Arthur Rimbaud’s sonnet Vowels presents a poetic vision based ostensibly on a quasi-psychedelic or synesthetic experience. It has inspired writers, critics, painters, and singers for over a century mainly because of its often obscure form and content. From the first verse of the text, for instance, the author juxtaposes each of the normal five French vowels printed in capital letters with what appears to be a random choice of an appropriate color. As a result, the majority of readers assume that these colors somehow correspond, semantically speaking, to the selected vowels. In making such connections, however, our poet suggests that his specific fusion of basic colors and sounds is capable of generating not just one but multiple significations, be they religious, erotic, aesthetic, even anthropological.

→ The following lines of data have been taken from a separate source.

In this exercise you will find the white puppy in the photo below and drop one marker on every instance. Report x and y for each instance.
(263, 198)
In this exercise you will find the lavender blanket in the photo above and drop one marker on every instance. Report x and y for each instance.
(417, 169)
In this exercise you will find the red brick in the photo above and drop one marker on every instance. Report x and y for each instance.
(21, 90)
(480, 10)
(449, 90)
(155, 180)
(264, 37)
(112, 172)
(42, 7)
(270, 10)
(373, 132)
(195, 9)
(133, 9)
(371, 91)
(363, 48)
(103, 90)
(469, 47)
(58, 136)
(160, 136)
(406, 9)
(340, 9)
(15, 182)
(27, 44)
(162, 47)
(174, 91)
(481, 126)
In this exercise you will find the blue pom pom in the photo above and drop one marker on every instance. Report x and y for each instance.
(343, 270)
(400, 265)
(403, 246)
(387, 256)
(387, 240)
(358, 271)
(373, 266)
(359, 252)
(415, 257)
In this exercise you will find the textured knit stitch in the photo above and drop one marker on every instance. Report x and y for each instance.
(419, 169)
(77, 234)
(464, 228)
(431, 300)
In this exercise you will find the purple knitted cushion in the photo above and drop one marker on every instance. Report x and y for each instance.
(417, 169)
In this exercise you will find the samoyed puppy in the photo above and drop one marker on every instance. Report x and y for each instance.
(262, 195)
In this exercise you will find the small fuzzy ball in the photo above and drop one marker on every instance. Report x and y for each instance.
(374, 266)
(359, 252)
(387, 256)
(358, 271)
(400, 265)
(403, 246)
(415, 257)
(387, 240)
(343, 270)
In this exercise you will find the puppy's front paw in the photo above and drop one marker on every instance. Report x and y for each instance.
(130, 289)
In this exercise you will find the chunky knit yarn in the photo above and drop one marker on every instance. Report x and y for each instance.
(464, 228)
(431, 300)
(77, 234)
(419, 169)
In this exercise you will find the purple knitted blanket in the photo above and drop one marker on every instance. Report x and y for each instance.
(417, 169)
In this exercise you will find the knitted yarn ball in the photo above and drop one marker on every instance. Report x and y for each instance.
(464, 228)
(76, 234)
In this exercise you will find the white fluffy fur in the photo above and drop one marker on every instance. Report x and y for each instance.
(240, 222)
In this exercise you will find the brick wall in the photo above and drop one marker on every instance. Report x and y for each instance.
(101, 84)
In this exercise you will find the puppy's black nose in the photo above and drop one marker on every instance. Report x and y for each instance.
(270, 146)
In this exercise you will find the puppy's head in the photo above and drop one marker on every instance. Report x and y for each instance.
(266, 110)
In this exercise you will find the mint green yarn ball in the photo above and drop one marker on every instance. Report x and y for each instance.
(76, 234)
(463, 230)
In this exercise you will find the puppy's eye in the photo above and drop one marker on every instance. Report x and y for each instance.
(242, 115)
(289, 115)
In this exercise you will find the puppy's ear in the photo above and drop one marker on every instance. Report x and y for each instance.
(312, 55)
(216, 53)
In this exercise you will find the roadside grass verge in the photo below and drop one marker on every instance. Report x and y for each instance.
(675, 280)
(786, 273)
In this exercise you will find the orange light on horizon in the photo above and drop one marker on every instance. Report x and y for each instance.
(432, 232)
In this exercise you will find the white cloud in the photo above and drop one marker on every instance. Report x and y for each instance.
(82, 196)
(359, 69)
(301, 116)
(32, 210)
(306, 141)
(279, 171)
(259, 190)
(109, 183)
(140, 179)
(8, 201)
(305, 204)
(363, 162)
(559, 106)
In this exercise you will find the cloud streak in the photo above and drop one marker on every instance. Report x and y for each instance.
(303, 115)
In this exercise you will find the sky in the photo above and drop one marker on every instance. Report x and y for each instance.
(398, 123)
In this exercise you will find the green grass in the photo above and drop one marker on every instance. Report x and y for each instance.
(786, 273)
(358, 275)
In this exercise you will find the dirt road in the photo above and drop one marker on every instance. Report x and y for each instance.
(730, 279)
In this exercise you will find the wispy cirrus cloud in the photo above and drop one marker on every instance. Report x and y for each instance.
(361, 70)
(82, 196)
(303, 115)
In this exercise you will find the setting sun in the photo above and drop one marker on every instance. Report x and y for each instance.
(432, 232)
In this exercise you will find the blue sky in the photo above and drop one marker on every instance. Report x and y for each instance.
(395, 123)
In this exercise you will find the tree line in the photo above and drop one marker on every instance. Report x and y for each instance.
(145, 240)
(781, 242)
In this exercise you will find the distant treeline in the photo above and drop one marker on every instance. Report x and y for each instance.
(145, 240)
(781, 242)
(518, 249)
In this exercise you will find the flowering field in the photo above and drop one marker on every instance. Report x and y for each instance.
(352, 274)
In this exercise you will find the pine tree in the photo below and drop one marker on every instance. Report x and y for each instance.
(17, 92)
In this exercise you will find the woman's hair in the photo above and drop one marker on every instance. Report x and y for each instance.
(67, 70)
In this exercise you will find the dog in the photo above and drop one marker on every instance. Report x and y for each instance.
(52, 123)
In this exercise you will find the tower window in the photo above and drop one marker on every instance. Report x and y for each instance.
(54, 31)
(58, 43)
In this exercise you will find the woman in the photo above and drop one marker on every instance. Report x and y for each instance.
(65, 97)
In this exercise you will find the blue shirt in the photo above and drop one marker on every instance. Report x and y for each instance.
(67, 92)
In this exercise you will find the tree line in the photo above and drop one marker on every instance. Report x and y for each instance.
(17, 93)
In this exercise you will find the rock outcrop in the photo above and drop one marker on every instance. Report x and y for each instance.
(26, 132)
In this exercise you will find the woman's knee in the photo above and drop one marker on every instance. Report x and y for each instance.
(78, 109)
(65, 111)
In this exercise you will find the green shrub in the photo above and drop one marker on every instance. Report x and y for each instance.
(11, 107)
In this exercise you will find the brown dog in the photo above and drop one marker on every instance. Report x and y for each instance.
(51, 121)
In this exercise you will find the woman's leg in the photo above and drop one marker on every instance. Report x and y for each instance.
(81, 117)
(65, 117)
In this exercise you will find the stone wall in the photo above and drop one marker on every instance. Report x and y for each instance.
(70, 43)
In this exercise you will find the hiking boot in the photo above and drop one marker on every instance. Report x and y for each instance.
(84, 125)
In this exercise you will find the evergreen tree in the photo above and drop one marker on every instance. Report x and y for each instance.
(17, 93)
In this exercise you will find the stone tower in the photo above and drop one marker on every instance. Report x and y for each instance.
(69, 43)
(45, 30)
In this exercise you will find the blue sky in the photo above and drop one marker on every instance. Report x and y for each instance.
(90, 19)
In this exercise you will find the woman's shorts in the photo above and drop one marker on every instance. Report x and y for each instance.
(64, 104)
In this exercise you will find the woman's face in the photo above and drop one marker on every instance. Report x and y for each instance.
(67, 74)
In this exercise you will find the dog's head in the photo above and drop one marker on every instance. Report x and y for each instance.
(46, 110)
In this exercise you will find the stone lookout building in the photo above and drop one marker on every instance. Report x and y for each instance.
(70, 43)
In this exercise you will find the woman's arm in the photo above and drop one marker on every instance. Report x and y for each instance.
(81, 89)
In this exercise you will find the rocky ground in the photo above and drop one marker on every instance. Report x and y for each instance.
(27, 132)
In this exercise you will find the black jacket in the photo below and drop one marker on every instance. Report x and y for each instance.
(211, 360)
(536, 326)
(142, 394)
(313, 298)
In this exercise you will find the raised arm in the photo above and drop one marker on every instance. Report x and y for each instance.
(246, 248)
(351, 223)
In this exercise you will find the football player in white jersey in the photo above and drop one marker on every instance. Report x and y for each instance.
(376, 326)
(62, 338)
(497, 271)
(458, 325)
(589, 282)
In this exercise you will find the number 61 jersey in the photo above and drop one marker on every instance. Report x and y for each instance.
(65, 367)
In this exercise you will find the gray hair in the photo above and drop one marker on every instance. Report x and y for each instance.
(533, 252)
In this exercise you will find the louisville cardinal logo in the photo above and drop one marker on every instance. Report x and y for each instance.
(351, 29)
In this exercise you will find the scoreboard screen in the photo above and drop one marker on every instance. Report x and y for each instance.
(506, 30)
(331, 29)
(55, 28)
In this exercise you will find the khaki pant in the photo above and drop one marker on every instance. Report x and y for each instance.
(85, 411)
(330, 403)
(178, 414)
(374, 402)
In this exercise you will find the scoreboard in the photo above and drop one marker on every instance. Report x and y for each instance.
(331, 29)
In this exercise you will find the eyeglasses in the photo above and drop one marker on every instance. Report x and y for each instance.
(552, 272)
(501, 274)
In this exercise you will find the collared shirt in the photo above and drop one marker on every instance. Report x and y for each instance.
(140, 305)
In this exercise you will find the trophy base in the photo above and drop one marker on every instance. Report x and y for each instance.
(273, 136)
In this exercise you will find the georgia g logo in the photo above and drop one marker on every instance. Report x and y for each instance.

Yet the poem itself - an irregular French sonnet - already derives much of its obscurity from another odd feature: the faulty order of French vowels used by Rimbaud: A to O instead of A to U or Y. Formal explanations are often cited to justify this so-called mistake. This paper demonstrates that his poem hides a different interpretation of the words used to expand upon these sound/color combinations. After all, vowels are metonymically linked to sounds, since they constitute the minimal elements of the latter. Contemporary linguists have discovered, however, that in almost all languages, colors come in the same fixed order of words - Black, White, Red, Green and Blue - that Rimbaud proposes. Indeed, in countless documents created over millennia, people in dissimilar societies have tended to identify the same basic colors in the same sequence, for reasons we can only begin to explore here. This previously unnoticed coincidence thus provides further proof that Rimbaud’s sonnet thematically conflates ideas about the historical Beginnings and Endings of various civilizations. Thanks to this chronological conflation, the poem also develops more effectively than previously thought three major themes: the Apocalypse, the Final Judgment, and the future of poetic language. Through its form and content, it thus specifically illustrates the future of French poetry, which Rimbaud compares elsewhere, paradoxically, to Ancient Greek poetry.